I really don’t know how to live a regular life. I am trying to live now, you know what I mean.

My daughter is 5 going to be 6 next month, she thinks I am her personal coloring book. When I first came home and I had this on me, she did nothing really she new who I was so, she asked me if she could color me. I said yeah go ahead." - Phillip Mendoa

 

 

My daughter is 5 going to be 6 next month, she thinks I am her personal coloring book. When I first came home and I had this on me, she did nothing really she new who I was so, she asked me if she could color me. I said yeah go ahead." - Phillip Mendosa

 

 

"Usually, Father Greg helps, but he said to me this time, he said, “We don’t have the funds, I can give you a car and I can give you a job but that is not going to change what is going on with you. It’s not going to change the issues you are going through. The addiction you are going through, that isn’t going to change it. You have to surrender, you have to retreat. You have to get your mind right again, you have to get clean. Deal with you problems and get them out of the way, fix yourself, repair yourself.”

 

 

And he was right, you know. Hearing that from him, Father Greg telling me you know, “Hey let it go, let the car go.” And I was like you know man, you are right; just let it go, let it go. And I was like, all right. I am going to let it go. I am going to go to rehab. He said, “After those 90 days I promise you, I give you my word, everything is going to fall back in to place.” And I believe him." - Matthew Perez

 

 

“The tattoos on my eyelids, well it says the end you know… I hope I live for a very long long time. It kind of like scares me, I have more to give to the community, to help out and I want to see my kids grow. I want to see my grand-kids. This place (Homeboy Industries) changed me a lot. Every time I walk through these doors I let God come in first then I just come in behind him, let him take over.
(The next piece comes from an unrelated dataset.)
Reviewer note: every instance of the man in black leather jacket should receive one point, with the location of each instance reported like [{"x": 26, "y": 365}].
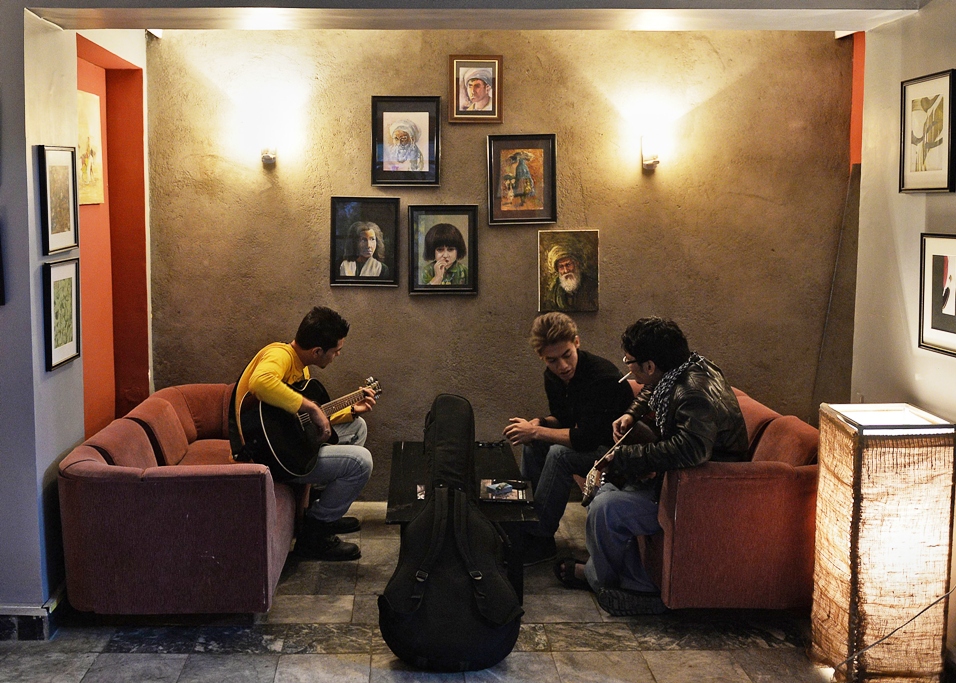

But it’s real hard for me out there (in everyday life), at Homeboy Industries they respect me, they know who I am.

People stare at me in the streets a lot. I am a good person you know, I have a good heart. People who don’t know me probably think I am smoking drugs, have a gun or that I am violent, but I am not like that no more. I left that all behind…I left all of that behind.” -Mario Lundes

 

Two years and nearly 400 hours of re-touching to complete the series, which includes the side by side depictions , along with the harrowing but hopefully stories shared by each person portrayed.

I hope this project will spread awareness and promote empathy for the struggles heavily tattooed gang members have to go through to escape the gangs and their situation in search of something better...Hope.